Insomnia


I can’t sleep, my heart is too loud, my soul is too eager and my mind knows not how to shut down.

I’m scared of falling asleep and waking up to be just myself… again. Cause I’m the dreamer who fades into the air as reality strikes, who has to be awake for when these thoughts arrive. So I don’t want to close my eyes, for when I open them again the sun won’t rise, daylight won’t provide the words and verses that find me at night.

I’m scared of falling asleep and waking up to be just myself… again. Just me, the plain kid who’s not a kid anymore but my heart doesn’t understand it… just yet. The girl who wants to grow up so badly to fight pirates and super villains and hunger and politicians. The girl who will find a way to fly and see stars and put an end to war by creating art when she grows up. The grown up who hasn’t told her inner kid that it is too late to dream away.

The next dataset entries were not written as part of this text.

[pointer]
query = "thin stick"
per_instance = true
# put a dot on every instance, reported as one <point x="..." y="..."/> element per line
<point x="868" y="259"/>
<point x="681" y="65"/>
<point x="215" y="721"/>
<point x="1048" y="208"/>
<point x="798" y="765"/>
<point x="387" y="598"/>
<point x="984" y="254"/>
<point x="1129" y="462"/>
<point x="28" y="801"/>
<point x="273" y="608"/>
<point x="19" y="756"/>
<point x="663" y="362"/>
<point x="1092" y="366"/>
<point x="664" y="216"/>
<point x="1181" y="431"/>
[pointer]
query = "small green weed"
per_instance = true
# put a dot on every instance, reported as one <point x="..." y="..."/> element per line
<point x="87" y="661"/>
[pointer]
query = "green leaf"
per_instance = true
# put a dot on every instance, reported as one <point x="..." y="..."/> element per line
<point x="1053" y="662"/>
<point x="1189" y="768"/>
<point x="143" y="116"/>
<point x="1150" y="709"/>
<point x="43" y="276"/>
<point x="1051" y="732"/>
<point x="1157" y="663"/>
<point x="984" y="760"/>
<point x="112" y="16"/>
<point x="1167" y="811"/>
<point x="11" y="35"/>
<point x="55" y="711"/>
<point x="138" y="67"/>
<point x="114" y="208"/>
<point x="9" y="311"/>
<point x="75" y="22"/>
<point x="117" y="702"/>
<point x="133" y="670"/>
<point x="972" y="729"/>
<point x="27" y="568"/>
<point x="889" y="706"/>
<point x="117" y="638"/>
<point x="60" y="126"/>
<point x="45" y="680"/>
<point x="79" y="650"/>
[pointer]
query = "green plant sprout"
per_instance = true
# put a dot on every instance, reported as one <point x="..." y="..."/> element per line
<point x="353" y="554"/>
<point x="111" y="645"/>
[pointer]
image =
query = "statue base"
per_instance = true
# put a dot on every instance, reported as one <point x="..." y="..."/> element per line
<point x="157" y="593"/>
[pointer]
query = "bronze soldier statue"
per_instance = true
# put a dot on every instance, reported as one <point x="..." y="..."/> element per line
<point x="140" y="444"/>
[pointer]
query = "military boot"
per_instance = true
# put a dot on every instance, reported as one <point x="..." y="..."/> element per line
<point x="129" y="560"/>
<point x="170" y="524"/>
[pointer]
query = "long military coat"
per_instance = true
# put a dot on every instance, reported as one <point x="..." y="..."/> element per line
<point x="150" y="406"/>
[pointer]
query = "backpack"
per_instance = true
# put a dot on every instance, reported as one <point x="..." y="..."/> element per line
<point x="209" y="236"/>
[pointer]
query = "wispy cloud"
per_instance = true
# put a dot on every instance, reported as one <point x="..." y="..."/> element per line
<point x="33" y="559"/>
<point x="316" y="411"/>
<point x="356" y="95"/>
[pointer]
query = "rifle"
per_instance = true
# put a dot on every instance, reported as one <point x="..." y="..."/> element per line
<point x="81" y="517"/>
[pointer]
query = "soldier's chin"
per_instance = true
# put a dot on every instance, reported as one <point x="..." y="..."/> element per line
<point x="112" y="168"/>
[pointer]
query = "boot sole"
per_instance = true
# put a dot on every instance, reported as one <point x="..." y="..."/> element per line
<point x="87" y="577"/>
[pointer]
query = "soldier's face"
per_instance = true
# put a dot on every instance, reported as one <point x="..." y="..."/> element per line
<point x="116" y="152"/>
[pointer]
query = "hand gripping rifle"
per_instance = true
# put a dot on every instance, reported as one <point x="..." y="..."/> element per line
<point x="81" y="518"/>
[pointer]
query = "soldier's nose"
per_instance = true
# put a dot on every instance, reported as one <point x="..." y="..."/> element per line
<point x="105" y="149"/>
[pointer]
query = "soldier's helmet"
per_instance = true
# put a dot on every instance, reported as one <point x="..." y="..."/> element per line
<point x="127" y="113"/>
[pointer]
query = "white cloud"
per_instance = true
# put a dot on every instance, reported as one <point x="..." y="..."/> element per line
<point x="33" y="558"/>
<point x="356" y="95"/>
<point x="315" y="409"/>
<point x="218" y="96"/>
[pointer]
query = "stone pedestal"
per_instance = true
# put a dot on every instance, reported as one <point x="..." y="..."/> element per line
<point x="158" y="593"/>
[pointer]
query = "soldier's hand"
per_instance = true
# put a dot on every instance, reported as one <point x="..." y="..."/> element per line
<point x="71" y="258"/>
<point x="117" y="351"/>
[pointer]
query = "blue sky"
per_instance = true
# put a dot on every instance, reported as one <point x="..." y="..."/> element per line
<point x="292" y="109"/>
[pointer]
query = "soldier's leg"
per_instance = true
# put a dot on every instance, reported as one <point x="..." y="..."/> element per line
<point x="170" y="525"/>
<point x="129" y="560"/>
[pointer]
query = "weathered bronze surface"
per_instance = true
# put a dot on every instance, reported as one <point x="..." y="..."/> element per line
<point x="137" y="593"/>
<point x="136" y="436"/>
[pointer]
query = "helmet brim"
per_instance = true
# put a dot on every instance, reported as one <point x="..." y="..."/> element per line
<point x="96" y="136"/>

I’m scared of falling asleep and waking up to be just myself… again. Cause I won’t find my voice among all the other ceased dreamers who let reality win, cause I won’t have the ink to explore all the worlds I should be living in, cause I will be stuck day after day in the body of a woman who believes to be a 10 year old girl. But life’s moved on and she won’t make it without her pen, without a piece of paper and a stage.

I’m scared of falling asleep and waking up to be just myself… again. I’m terrified of waking up and still be the woman who isn’t child enough to keep dreaming, who isn’t grown up enough to be who she dreamed off last night. I’m paralyzed by fear and I can’t be who I am.